For a simple start, look at simple_example_pipeline.py.
In the paper, we report results from two experimental pipelines, one for isolated stimuli (e.g., single words) and one for continuous stimuli (e.g., a book chapter).
You can run them as follows:
- python3 continuous_stimuli_experiments.py
- python3 isolated_stimuli_experiments.py
This will re-run all experiments in the paper (which takes long!).
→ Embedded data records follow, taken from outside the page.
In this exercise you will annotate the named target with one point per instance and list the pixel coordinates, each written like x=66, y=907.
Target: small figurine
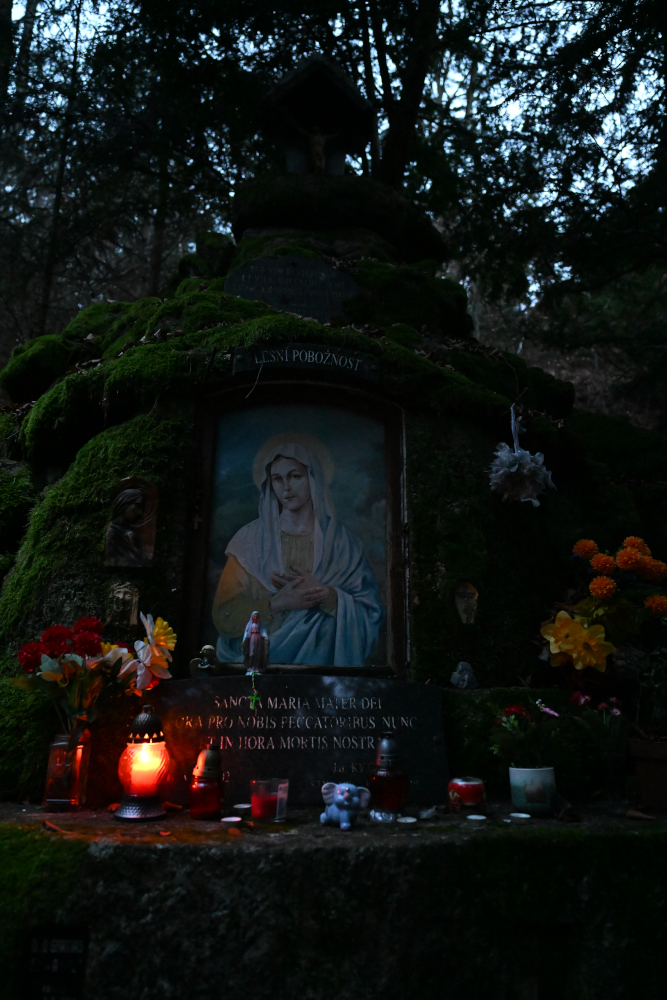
x=343, y=803
x=206, y=664
x=255, y=646
x=463, y=676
You might want to first run the experiments only for a single subject. You should then set yourpipeline.subject_ids =[1] or to another subject id for which you have downloaded the data. If you want to better understand the fmri data structure, have a look at test_readers.py
We provide a class to add a language model and implementations for querying an Elmo model (Peters et al. (2018)) and a random language model .
- The mapping model is standard ridge regression.
We provide code for three common evaluation procedures:
- pairwise evaluation
- voxel-wise evaluation
- representational similarity analysis
- Numpy
- Sklearn
- Allennlp (for Elmo)
- Spacy for tokenization, python -m spacy download en_core_web_lg
- Pandas, matplotlib, seaborn and nilearn in case you want to plot the results.